中国の会社は小さな会社でも、意外に資金力があってびっくりすることがある。それはなぜか。わかりやすく説明してみよう。


日本のゲーム会社で働いていたAさんが独立して自分の会社を作ることにした。

Aさんの自己資金だけでは足りないので、銀行から金を借りることにした。
しかし大手銀行は出来たばかりの会社に金など貸さない。

ようやく金を貸してくれる小さな銀行を見つけると
「Aさんが連帯保証人になるなら貸してもいいですよ」と言う。
仕方なくAさんは連帯保証人の契約書にハンコを押す。

この会社が倒産したら、Aさんは身ぐるみ剥がされて全財産を失う。
自己破産するか、死ぬまで借金を背負うか、夜逃げするしかない。
これでは怖くて会社など気軽に作れない。


中国のゲーム会社で働いていたBさんが独立して自分の会社を作った。
Bさんの自己資金だけでは足りないので、ベンチャーキャピタル(投資会社)の出資を呼び込むことにした。
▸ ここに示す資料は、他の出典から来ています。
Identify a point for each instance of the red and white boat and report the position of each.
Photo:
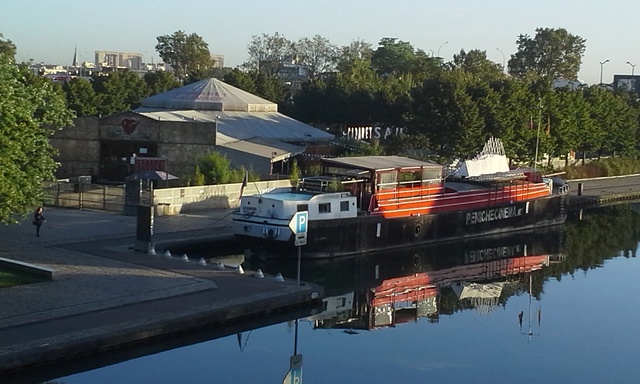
(373, 203)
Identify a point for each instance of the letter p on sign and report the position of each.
(298, 223)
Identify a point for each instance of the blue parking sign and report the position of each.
(298, 223)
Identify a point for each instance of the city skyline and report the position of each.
(49, 34)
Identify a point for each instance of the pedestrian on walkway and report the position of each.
(38, 220)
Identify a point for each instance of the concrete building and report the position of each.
(176, 127)
(115, 60)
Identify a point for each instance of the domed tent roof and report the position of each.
(210, 94)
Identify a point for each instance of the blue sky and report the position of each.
(48, 31)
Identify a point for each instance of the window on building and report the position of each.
(324, 208)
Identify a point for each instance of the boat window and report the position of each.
(387, 180)
(432, 174)
(324, 208)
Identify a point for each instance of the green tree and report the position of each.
(393, 56)
(551, 54)
(31, 108)
(159, 82)
(357, 50)
(267, 54)
(447, 115)
(7, 50)
(317, 55)
(120, 91)
(81, 97)
(243, 80)
(476, 62)
(184, 53)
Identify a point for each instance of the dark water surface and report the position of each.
(446, 314)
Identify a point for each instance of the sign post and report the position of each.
(298, 225)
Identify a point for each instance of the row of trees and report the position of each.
(31, 108)
(448, 107)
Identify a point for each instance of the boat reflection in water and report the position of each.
(385, 290)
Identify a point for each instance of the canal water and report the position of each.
(553, 306)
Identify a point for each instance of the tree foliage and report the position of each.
(118, 92)
(31, 108)
(7, 50)
(81, 97)
(316, 54)
(268, 53)
(551, 54)
(185, 53)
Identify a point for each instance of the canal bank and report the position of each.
(603, 190)
(104, 296)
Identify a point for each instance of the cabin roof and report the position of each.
(379, 163)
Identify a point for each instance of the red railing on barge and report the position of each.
(422, 200)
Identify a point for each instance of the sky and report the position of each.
(49, 31)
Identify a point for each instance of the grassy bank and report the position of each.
(617, 166)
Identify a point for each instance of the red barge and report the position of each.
(373, 203)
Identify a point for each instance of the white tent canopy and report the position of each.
(210, 94)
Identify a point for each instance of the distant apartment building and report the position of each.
(112, 59)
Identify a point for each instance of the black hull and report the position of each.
(365, 234)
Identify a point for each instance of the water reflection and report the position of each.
(385, 290)
(394, 290)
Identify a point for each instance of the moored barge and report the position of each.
(373, 203)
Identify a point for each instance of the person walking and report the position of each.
(38, 219)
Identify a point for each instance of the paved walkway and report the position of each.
(102, 289)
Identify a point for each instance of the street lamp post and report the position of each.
(633, 67)
(602, 63)
(442, 45)
(500, 50)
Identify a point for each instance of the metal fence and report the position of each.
(85, 196)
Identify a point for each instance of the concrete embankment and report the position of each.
(604, 190)
(105, 297)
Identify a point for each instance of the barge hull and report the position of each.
(370, 233)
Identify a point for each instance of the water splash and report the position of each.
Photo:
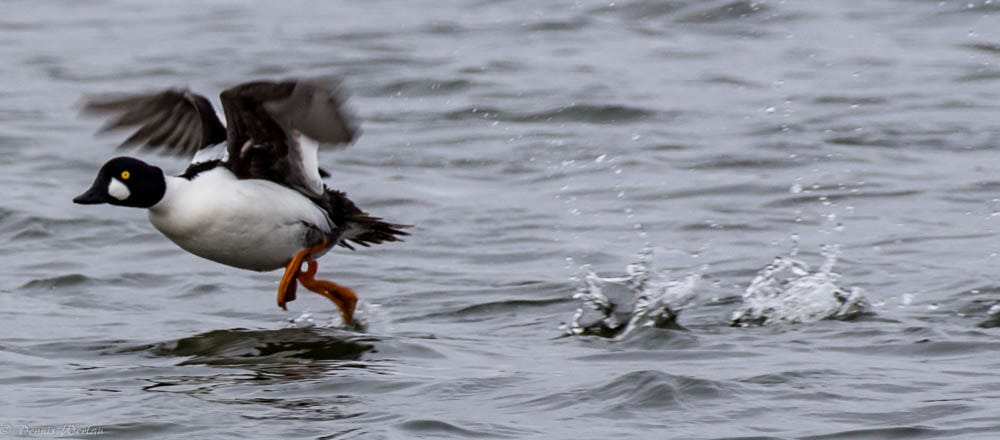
(787, 292)
(613, 307)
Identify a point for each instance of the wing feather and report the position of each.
(174, 121)
(265, 121)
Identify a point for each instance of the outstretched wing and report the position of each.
(271, 126)
(174, 121)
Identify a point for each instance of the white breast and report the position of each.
(251, 224)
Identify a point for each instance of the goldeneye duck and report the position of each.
(253, 195)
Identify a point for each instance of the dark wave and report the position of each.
(251, 347)
(585, 113)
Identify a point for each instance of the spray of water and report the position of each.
(786, 291)
(613, 307)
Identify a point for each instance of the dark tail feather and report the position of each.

投資会社からの資金は銀行の融資とは違って「投資」なので、会社が倒産しても返済する必要は無い。
この会社が潰れてもBさんは最初に出したお金を失うだけで、それ以外のお金は取られない。
だからまたすぐに新しい会社を作れる。

投資会社は出資した金を失うが、それは織り込み済み。100社のうち99社は潰れても、残りの1社が(テンセントやアリババやネットイースのように)大企業に成長すれば、何万倍にもなって返ってくる。

これは資本主義の原則通りだ。


大航海時代に株式会社が誕生した時、船会社のオーナーは自分が危険な航海に出る代わりに、金を出して船員を雇った。
船が沈めば船員は命を失うが、株主は命まで取られないので、また会社を作ることができる。
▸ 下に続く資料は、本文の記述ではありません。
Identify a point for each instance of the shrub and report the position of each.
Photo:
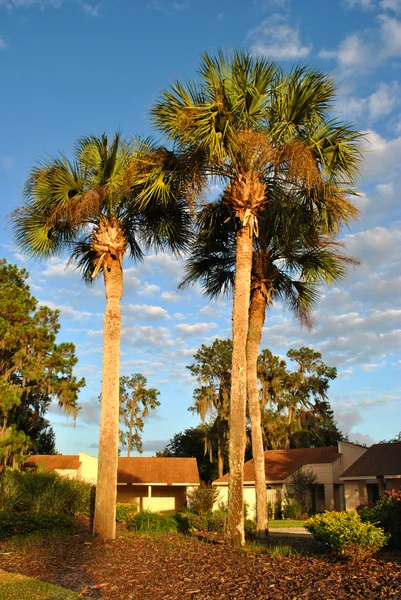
(290, 509)
(125, 511)
(46, 493)
(202, 498)
(13, 523)
(250, 527)
(386, 513)
(278, 509)
(345, 534)
(300, 487)
(147, 521)
(207, 521)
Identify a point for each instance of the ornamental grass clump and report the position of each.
(346, 535)
(147, 521)
(386, 513)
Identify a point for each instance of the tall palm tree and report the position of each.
(291, 256)
(212, 397)
(249, 123)
(112, 198)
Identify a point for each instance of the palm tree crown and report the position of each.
(109, 199)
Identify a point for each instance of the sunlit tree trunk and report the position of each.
(243, 267)
(104, 524)
(256, 319)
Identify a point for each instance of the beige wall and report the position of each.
(393, 484)
(355, 493)
(88, 468)
(71, 473)
(158, 498)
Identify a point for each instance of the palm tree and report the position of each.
(250, 123)
(213, 372)
(110, 199)
(291, 256)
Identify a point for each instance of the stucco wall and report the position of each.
(161, 499)
(88, 468)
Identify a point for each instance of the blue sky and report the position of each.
(75, 67)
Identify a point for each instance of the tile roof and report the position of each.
(378, 460)
(50, 462)
(280, 464)
(157, 470)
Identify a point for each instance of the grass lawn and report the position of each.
(14, 586)
(286, 523)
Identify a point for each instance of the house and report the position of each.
(327, 463)
(157, 484)
(378, 469)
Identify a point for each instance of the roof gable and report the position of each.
(280, 464)
(377, 461)
(51, 462)
(137, 470)
(167, 470)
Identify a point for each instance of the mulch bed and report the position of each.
(174, 566)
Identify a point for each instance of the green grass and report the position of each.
(14, 586)
(286, 523)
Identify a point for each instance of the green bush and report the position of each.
(385, 513)
(207, 521)
(125, 511)
(147, 521)
(345, 534)
(47, 493)
(250, 527)
(290, 509)
(202, 498)
(13, 523)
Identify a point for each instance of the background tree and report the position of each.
(34, 370)
(136, 401)
(295, 410)
(250, 122)
(111, 198)
(292, 255)
(191, 443)
(213, 372)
出資した金以上のリスクを負わなくて済むことを有限責任という。

それに対して、会社の借金を出資者が背負う義務のある会社は無限責任
こんな会社は誰も作らないので、世界のほぼ全ての会社は有限責任の会社。

日本の株式会社も有限責任。
英語のCo., Ltd.(Company Limited)も同じ。中国の有限公司も同じ。
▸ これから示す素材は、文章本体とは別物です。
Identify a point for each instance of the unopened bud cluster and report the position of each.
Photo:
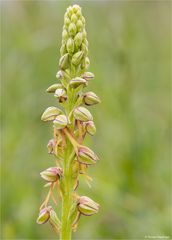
(74, 49)
(72, 121)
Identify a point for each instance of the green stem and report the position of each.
(67, 200)
(67, 197)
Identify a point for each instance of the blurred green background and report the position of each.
(130, 56)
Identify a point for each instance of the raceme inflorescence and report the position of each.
(71, 123)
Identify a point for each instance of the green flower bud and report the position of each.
(86, 156)
(74, 18)
(70, 46)
(77, 57)
(52, 174)
(50, 146)
(54, 220)
(50, 114)
(90, 98)
(90, 128)
(79, 25)
(64, 61)
(53, 87)
(62, 74)
(59, 74)
(64, 34)
(85, 41)
(63, 49)
(76, 8)
(61, 95)
(44, 215)
(78, 13)
(87, 206)
(84, 34)
(87, 76)
(82, 114)
(78, 39)
(83, 20)
(72, 29)
(76, 82)
(69, 11)
(84, 48)
(60, 122)
(87, 62)
(66, 21)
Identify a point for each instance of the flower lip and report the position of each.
(52, 174)
(82, 114)
(50, 114)
(87, 156)
(87, 206)
(44, 215)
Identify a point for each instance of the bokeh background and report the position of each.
(130, 56)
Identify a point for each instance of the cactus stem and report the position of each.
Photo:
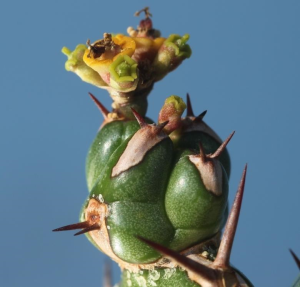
(222, 147)
(74, 226)
(102, 109)
(107, 275)
(160, 127)
(202, 152)
(297, 260)
(182, 260)
(223, 256)
(95, 226)
(189, 109)
(139, 118)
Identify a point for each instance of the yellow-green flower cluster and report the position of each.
(126, 63)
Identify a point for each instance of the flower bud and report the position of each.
(170, 55)
(76, 64)
(171, 112)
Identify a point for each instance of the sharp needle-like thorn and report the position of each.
(183, 261)
(297, 260)
(139, 118)
(88, 229)
(189, 109)
(160, 127)
(202, 151)
(74, 226)
(102, 109)
(107, 274)
(223, 256)
(222, 147)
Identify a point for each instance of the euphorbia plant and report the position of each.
(157, 192)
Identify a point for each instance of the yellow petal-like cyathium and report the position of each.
(101, 64)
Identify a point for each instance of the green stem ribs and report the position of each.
(157, 193)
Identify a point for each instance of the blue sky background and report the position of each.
(244, 70)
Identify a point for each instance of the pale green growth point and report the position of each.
(123, 69)
(76, 64)
(177, 102)
(178, 43)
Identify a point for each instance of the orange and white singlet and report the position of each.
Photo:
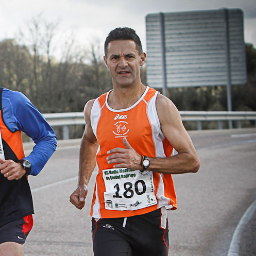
(122, 192)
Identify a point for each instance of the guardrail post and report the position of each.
(65, 131)
(199, 125)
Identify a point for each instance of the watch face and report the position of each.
(146, 163)
(26, 164)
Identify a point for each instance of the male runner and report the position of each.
(16, 207)
(130, 134)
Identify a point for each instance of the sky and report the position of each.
(92, 20)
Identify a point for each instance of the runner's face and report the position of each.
(124, 62)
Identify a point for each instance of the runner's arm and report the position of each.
(87, 160)
(187, 159)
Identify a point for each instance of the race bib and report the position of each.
(128, 189)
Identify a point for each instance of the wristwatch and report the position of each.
(145, 163)
(26, 165)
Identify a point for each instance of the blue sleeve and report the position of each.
(24, 116)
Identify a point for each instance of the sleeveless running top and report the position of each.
(123, 192)
(15, 195)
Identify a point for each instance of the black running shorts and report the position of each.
(142, 235)
(16, 231)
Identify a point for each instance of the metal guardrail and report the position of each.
(77, 118)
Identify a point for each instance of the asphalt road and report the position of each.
(210, 202)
そう、日本の会社も表向きはほぼ全てが有限責任会社のはずだが、なぜかこの原則が日本では通用しない。

会社が借金を抱えて倒産したら創業者が自宅を失うなんて、他の国では聞いたことがない。これでは無限責任と同じではないか。
小さな会社だけでなく例えばデパートの「そごう」のような大きな会社までもがオーナーが個人で債務保証をしていた。これは異常だと思う。

実質的に無限責任を背負わされる日本でベンチャー企業が少ないのは当たり前。
それ以外の理由としては、日本に小さなベンチャー企業にも出資する投資会社が少ないというのもある。
(日本でギャンブル的な投資も平気でするベンチャーキャピタルとしてはソフトバンクが有名だが、そのような投資会社は数としてはあまり多くない)


世界のベンチャー企業数はアメリカと中国の2か国が突出して多く、中国では毎日数万社の新たな企業が誕生している。
それだけ多ければ潰れる企業も多いが、潰れてもまたすぐに新たな企業が誕生するのは、中国もアメリカも資本主義の国だからだ。

市場経済を導入して40年近くになる中国。しかしまだ古い考え方を変えられない日本人がいるようなので、私がここで事実を言おう。


「中国は資本主義の国」


新しく作られるゲーム会社が中国でとても多いのは、

・資本主義が徹底している
・失敗しても再チャレンジできる
・一攫千金を夢見て小さな会社に出資する投資会社や投資家がものすごく多い

こういった理由があるから。


日本でも夜逃げしなくて済むようになれば、ゲーム業界も活気づいていいと思うのに……。